There are a few civil matters in which the conduct complained of is so morally reprehensible that one is left aghast at the fact that such conduct managed to continue unchecked for so long. Yet, it took a determined legal aid clinic, a textbook test case and a no-nonsense Constitutional Court to change a debt-recovery procedure that has been in operation (and subject to abuse) for nearly 40 years.
The case is the one of the University of Stellenbosch Legal Aid Clinic and Others v Minister of Justice and Correctional Services and Others in which judgment was handed down by the Constitutional Court on 13 September 2016. It is a test case only in the sense that the 15 applicants directly involved are representative of a much larger group of individuals impacted by the judgment. A study by the University of Pretoria Law Clinic in 2013 indicated that an estimated 560 000 employees in South Africa had emoluments attachment orders against their salaries in June 2013.
An emoluments attachment order (“EAO”) is an effective and legal means of debt collection authorised by the Magistrates’ Court Act. It compels the employer of a judgment debtor to pay a portion of the judgment debtor’s salary each month to the judgment creditor until the judgment debt is paid in full. Most EAOs are obtained by using consent to judgment and EAO forms signed by a debtor who failed to pay his debt.
That this process is open to abuse is clear from the facts of the Stellenbosch matter. The debtors were all low-income earners who defaulted on loans obtained from a company called SA Multiloan. SA Multiloan obtained consents to both judgment and EAOs from the debtors. SA Multiloans then went to clerks of magistrates’ courts located far away from where the debtors lived or worked to issue EAOs. It turned out that in many instances, the debtors’ signatures on the documents used to obtained the EAOs were forged. Furthermore, no evidence was presented to the clerks of the court to show that the debtors would have had sufficient means left to maintain themselves and their families after the payments were deducted from their salaries.

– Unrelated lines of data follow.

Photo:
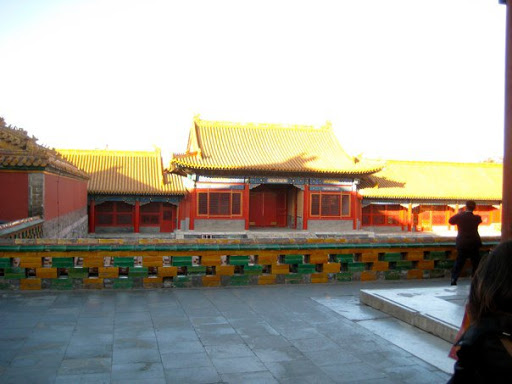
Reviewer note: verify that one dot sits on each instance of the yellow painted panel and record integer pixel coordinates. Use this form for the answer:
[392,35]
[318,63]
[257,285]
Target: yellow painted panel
[426,264]
[93,283]
[369,257]
[108,272]
[225,270]
[414,255]
[318,259]
[415,274]
[211,281]
[210,260]
[152,261]
[167,271]
[152,282]
[93,261]
[46,273]
[267,259]
[266,280]
[280,269]
[380,266]
[319,278]
[30,262]
[30,284]
[368,275]
[331,267]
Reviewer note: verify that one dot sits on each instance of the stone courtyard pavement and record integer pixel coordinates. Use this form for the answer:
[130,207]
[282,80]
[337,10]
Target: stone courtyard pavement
[254,334]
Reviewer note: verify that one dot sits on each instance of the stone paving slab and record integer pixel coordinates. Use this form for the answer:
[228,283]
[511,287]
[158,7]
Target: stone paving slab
[272,334]
[437,310]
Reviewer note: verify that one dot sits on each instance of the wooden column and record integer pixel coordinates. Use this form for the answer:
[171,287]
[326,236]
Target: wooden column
[136,221]
[305,213]
[193,208]
[245,205]
[410,221]
[506,217]
[92,217]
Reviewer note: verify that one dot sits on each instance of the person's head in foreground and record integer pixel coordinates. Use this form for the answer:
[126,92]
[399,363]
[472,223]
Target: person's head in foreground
[491,287]
[484,351]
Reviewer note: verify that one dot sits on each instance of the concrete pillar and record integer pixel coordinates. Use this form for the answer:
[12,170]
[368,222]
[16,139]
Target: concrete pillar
[506,217]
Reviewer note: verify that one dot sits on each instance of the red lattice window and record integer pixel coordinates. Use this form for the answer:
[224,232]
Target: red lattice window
[330,205]
[114,213]
[150,214]
[219,203]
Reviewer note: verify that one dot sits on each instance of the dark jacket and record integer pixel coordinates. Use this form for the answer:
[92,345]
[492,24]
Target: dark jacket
[482,358]
[467,225]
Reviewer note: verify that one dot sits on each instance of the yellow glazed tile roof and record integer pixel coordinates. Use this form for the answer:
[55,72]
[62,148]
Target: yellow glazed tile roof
[125,172]
[19,151]
[435,180]
[224,147]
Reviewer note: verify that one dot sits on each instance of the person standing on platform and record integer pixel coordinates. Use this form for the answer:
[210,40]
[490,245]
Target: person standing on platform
[468,240]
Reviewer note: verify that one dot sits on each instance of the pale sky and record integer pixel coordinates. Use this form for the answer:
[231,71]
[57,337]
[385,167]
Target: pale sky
[398,79]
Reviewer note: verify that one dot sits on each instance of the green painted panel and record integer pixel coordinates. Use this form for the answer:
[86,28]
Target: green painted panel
[391,256]
[392,275]
[344,276]
[445,264]
[196,270]
[436,273]
[403,264]
[138,272]
[63,284]
[293,279]
[5,262]
[356,267]
[293,259]
[306,268]
[253,269]
[123,261]
[122,283]
[436,255]
[181,261]
[348,258]
[238,260]
[14,273]
[62,262]
[239,280]
[78,273]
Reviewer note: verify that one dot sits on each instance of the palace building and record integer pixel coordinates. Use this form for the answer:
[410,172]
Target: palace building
[39,189]
[421,196]
[243,176]
[129,191]
[235,177]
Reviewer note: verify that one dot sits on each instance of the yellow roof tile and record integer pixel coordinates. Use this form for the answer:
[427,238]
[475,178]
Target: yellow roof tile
[435,180]
[125,172]
[237,148]
[18,150]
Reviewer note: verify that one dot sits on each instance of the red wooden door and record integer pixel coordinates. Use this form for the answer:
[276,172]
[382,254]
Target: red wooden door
[281,211]
[256,209]
[166,224]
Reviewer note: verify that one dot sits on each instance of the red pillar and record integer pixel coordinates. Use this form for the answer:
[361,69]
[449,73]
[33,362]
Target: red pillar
[136,222]
[246,206]
[193,208]
[305,214]
[506,217]
[354,205]
[92,217]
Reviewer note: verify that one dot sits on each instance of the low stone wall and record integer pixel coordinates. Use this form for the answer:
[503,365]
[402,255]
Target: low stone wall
[219,225]
[71,226]
[164,263]
[330,225]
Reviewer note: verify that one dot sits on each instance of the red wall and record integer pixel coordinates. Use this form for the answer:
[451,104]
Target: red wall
[13,196]
[63,195]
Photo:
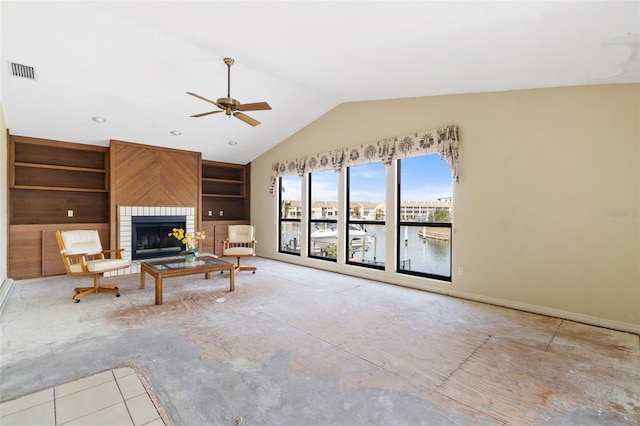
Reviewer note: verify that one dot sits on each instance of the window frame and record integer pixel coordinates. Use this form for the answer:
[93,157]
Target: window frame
[418,224]
[349,221]
[281,220]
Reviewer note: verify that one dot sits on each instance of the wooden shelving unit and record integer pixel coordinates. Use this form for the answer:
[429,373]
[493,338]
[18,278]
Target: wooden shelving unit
[225,188]
[47,179]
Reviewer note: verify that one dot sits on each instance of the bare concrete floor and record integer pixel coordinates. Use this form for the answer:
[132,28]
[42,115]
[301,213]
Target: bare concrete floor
[297,346]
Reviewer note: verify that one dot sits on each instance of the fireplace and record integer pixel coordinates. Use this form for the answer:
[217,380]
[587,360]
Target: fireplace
[150,236]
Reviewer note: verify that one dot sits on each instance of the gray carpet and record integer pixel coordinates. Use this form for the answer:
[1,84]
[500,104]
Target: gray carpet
[297,346]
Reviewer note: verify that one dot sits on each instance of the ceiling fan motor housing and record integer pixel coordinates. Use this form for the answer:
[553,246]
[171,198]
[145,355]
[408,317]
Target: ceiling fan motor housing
[229,104]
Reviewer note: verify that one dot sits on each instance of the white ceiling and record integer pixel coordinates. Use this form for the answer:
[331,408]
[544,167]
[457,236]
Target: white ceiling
[132,62]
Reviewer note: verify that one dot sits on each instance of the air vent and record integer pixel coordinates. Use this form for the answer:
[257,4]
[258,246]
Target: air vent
[24,71]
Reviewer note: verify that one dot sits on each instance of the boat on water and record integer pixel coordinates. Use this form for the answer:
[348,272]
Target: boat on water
[425,232]
[357,237]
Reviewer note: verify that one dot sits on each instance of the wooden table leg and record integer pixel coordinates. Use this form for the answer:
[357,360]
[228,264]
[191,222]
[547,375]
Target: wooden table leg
[142,279]
[159,290]
[232,278]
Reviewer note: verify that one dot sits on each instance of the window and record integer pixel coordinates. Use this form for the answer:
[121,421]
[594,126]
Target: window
[424,217]
[323,215]
[290,213]
[366,218]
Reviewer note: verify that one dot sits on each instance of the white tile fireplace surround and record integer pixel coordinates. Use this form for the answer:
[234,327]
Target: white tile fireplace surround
[124,232]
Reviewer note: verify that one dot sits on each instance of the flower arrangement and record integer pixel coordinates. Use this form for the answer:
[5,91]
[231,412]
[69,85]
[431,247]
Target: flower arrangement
[190,240]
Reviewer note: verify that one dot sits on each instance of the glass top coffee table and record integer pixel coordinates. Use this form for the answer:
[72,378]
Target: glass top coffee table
[178,267]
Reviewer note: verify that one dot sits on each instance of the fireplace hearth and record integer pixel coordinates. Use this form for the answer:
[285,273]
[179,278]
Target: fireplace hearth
[150,236]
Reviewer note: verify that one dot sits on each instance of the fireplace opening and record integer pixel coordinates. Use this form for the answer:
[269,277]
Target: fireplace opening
[150,236]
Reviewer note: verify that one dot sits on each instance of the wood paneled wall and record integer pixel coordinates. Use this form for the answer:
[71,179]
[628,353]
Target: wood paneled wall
[143,175]
[34,250]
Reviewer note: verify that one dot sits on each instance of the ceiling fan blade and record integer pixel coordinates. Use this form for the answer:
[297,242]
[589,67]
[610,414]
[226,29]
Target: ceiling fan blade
[246,118]
[205,99]
[202,114]
[257,106]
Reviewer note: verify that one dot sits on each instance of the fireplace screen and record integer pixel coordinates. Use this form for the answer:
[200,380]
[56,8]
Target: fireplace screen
[150,236]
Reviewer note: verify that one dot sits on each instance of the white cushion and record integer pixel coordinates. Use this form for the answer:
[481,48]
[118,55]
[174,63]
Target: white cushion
[100,265]
[106,264]
[239,251]
[81,241]
[240,233]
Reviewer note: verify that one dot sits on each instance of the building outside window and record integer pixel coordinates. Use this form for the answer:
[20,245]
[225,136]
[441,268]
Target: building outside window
[323,216]
[366,218]
[425,210]
[290,202]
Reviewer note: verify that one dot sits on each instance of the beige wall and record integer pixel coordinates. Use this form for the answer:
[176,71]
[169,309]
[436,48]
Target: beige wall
[547,211]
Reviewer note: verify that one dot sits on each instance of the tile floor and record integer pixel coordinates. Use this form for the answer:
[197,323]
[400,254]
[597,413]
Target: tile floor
[115,397]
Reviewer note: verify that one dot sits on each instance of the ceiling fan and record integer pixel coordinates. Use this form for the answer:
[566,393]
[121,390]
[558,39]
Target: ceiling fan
[231,106]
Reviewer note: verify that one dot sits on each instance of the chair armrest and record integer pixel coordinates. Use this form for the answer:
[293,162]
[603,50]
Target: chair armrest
[76,258]
[118,252]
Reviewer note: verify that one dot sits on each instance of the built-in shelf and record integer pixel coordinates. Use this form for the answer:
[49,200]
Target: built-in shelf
[53,182]
[225,191]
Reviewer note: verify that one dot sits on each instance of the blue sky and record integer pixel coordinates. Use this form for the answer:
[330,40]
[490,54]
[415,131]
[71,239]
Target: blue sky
[424,178]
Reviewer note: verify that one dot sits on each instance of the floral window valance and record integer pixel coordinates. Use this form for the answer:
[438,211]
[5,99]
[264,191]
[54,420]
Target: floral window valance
[444,141]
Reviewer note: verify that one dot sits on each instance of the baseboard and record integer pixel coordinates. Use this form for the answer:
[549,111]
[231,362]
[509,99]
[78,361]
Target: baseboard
[6,287]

In an attempt to curb the abuse of the EAO process, the Constitutional Court decided to amend the Magistrates’ Court Act essentially to ensure that ALL applications for EAOs be subject to judicial oversight – that means a clerk of the court is no longer authorised to issue an EAO, even if the debtor consented to such order. Prior to issuing an EAO, a court must consider the financial means and commitments of the debtor under his existing agreements. Where the debt is due in terms of a credit agreement to which the National Credit Act, 2005, applies, the court in which the EAO is sought should be in the jurisdictional area where the debtor works or resides. For credit providers this judgment acts as a warning to conduct a proper reckless credit assessment prior to entering into the agreement.
It would be prudent for an employer presented with an EAO to check that the EAO was indeed issued by a magistrate as opposed to the clerk of the court, and to double-check with the employee that he is aware of the arrangement.